Results 1 to 5 of 5
I have an FC3 machine up and running.
I have a 2nd disk from another machine. On this disk are files / folders that were password protected whilst the disk ...
- 07-25-2005 #1Just Joined!
- Join Date
- Jul 2005
- Location
- North London, UK
- Posts
- 18
Passwords - access to another drive's root/home folders - how ?
I have an FC3 machine up and running.
I have a 2nd disk from another machine. On this disk are files / folders that were password protected whilst the disk was in the other machine.
The user names are known and the same as the FC3 box; the passwords are different (but known).
How do I open the folders from the 2nd disk. "SU ROOT <password of disk 2's ROOT>" is rejected because it doesn't match the root password of disk 1 !!!
Is there a way to pass the user and password to a folder / file at the time I open it ? e.g files: GRUB.conf or /home/<username>
Mike
- 07-25-2005 #2
if the file is owned by root, you dont need to mess around with the old root psswd you should usse the current root psswd because that is what the current machine thinks is the psswd for the old files
- 07-25-2005 #3Linux User
- Join Date
- Jul 2005
- Posts
- 369
in linux it's not the username that matters its the "UID" which is a number. For example my uid at work is 1104(to do non administrative tasks). So as long as you have a user with the same uid you can access files thatthe user owns. All you do to recover data from a disk is to mount the disk copy the files you need then set the apropriate rights on thouse files.

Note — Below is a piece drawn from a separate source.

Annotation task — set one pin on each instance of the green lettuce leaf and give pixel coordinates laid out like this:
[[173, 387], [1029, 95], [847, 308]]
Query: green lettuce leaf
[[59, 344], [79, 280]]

- 07-26-2005 #4Just Joined!
- Join Date
- Jul 2005
- Location
- North London, UK
- Posts
- 18
Update:
Info: All my access is using Knoppix 3.9
=========
1. You can't copy a password protected file / folder because you don't have access to it !
2. I haven't tried creating a user with the same UID as the protected files because I don't know how to do it in knoppix !
3. There is no public knoppix password for root so the disk doesn't know one !
4. Attempting to "Run" a file via the knoppix menu ... asks for a user and password. Giving the correct data still won't open the file.
5. Re-connecting my normal disk#1; adding appropriate mount points for disk #1 (/olddisk_rt; /olddisk_boot); updating fstab to include the "old" disk#2; reboot via grub into FC3 (F8 to force boot via disk#1):. . .
I see the unmounted disk#2 in the tree. If I try to mount it I get:-
"wrong filesystem type, bad option, bad superblock OR too many mounted filesystems"
========
Because of the problems with the FC3 mount I prefer to continue with knoppix where I can at least see the contents of the partitions.
========
(remember the problem is not to copy the data,it is to be able to reboot disk#2)
Mike[/quote]
- 07-26-2005 #5Linux Engineer
- Join Date
- Jan 2005
- Location
- Chicago (USA)
- Posts
- 1,028
Yes, at least for /home the UID is the issue. You need to copy the line in /etc/passwd for your non-root user and paste it into every distro's /etc/passwd.